In my adventures of experimenting around with the 64-bit ARM architecture, I noticed a peculiar speed difference depending on whether br
or ret
is used to return from a subroutine.
; Contrived for learning/experimenting purposes only, without any practical use
foo:
cmp w0, #0
b.eq .L0
sub w0, w0, #1
sub x30, x30, #4
ret
.L0:
ret ; Intentionally duplicated 'ret'
The intent of this subroutine is to make the caller of foo
"reenter" foo
w0
times by making foo
return to the instruction that called foo
in the first place (i.e. the instruction immediately before the one to which x30
points). With some rough timing, with w0
being some sufficiently high value, it took about 1362 milliseconds on average. Curiously, replacing the first ret
with br x30
makes it run over twice as fast, taking only 550 milliseconds or so on average.

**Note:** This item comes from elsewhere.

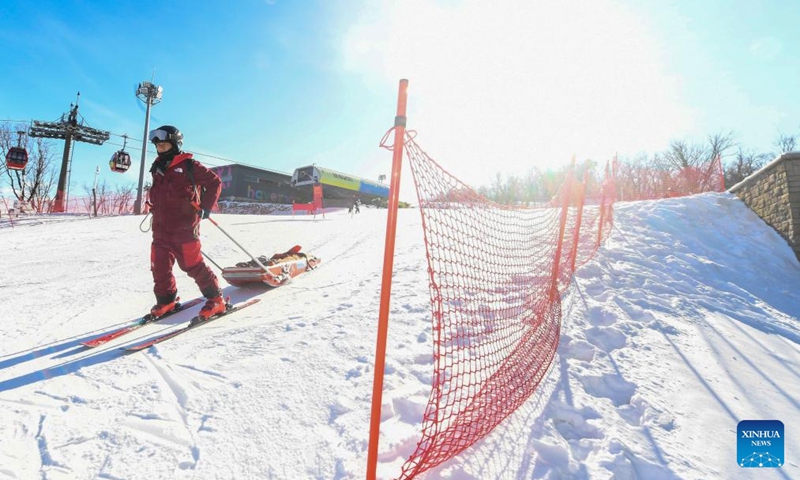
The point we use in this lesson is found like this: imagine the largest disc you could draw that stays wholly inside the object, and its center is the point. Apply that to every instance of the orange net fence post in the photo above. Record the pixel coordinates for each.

The timing discrepancy goes away if the test is simplified to just repeatedly calling a subroutine with a bare ret
/br x30
. What makes the above contrived subroutine slower with a ret
?
I tested this on some kind of ARMv8.2 (Cortex-A76 + Cortex-A55) processor. I'm not sure to what extent big.LITTLE would mess with the timings, but they seemed pretty consistent over multiple runs. This is by no means a real [micro]benchmark, but instead a "roughly how long does this take if run N times" thing.